Tys Augen werden groß. »Und woher wussten sie, dass du im Einkaufszentrum warst?«
In meiner Panik gestern Abend habe ich darüber gar nicht nachgedacht. Jetzt fällt uns allen dreien gleichzeitig die Antwort darauf ein.
»Das Handy!«
Ich schnappe mir Brenners Handy und schalte es aus. Reicht das? Ich nehme den Akku heraus, stecke ihn in die eine Tasche und das Handy in die andere.
James steht auf und geht zu dem Fenster, das auf den Parkplatz hinausgeht. Er drückt sein Gesicht an eine Lücke zwischen den Jalousien. »Oh, Mist.«
Mein Herz macht einen Satz. »Was?«
»Männer in Anzügen. Sieht aus, als würden sie von Tür zu Tür gehen.«
»Wie viele?«, fragt Ty.
Ich bin zu verängstigt, um überhaupt den Mund aufzumachen. Sie werden mich finden und dann werden sie mich töten.
»Zwei«, sagt James, dann dreht er den Kopf von einer Seite zur anderen. »Nein, drei.«
»Hat diese Wohnung einen Hinterausgang?« Ich kenne die Antwort, noch bevor Ty den Kopf schüttelt.
James tritt zurück. »Sie klopfen gerade bei den Nachbarn.«
Durch die dünnen Wände hören wir das Pochen an der Tür, dann die Stimme des Nachbarn.
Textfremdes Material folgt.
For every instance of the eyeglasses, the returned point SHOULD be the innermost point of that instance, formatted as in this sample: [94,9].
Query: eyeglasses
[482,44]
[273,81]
Ich bin froh, dass es schon dunkel war, als wir hier ankamen, und niemand mehr draußen. Vielleicht habe ich mich unbemerkt hereinschleichen können.
Aber das spielt jetzt wohl ohnehin keine Rolle mehr, denn in den nächsten paar Minuten wird jemand an diese Tür klopfen. Ich schaue mich nach einem Versteck um. Aber die Wohnung ist so klein, dass ich auch diese Antwort bereits kenne.
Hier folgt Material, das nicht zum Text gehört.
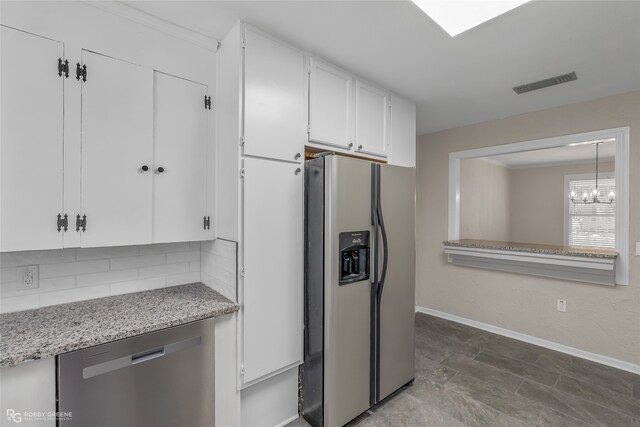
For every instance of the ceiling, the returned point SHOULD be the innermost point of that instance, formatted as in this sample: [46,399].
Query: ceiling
[571,154]
[454,81]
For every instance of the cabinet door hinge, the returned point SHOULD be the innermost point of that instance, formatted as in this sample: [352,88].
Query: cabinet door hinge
[63,68]
[81,223]
[63,222]
[81,72]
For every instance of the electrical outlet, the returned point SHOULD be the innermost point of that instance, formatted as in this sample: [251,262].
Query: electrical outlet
[28,277]
[562,305]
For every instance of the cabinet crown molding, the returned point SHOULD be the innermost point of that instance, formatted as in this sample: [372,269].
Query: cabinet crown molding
[131,13]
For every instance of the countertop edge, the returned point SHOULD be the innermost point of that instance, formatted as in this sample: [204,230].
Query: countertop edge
[34,353]
[577,253]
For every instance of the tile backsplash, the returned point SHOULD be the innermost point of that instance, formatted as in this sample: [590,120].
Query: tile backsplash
[68,275]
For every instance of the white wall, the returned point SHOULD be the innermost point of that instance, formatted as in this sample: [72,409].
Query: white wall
[599,319]
[484,200]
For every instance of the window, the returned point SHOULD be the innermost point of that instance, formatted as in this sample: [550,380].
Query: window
[591,225]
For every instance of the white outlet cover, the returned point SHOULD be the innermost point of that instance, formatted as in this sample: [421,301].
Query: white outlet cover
[27,277]
[562,305]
Es gibt keinen Platz, an dem man sich verstecken kann.
18
TAG 2, 7:58 UHR
I ch renne in den hinteren Teil der Wohnung und spähe durch die Plastikjalousien. Sind dort draußen auch Männer? Der größte Teil des Fensters ist von einem Busch verdeckt, aber alles, was ich dahinter erkennen kann, sind Baumstämme, Rindenmulch und noch mehr Büsche. Der Boden steigt an, deshalb kann ich nicht so weit sehen. Aber keine Männer in Anzügen.
Mein Kopf ist mit panischen Fluchtgedanken gefüllt. Ich greife durch die Lamellen der Jalousie und drücke den halbmondförmigen Riegel herunter. Dann schiebe ich das Fenster nach oben. Auf halbem Wege bleibt es stecken. Und was noch schlimmer ist: Dahinter taucht das schwarze Raster eines Fliegengitters auf, aber ich entdecke keine Klammern, von denen es gehalten wird, oder eine Möglichkeit, es wegzuschieben. Man müsste es aufschneiden, um hinauszugelangen, und so viel Zeit haben wir nicht.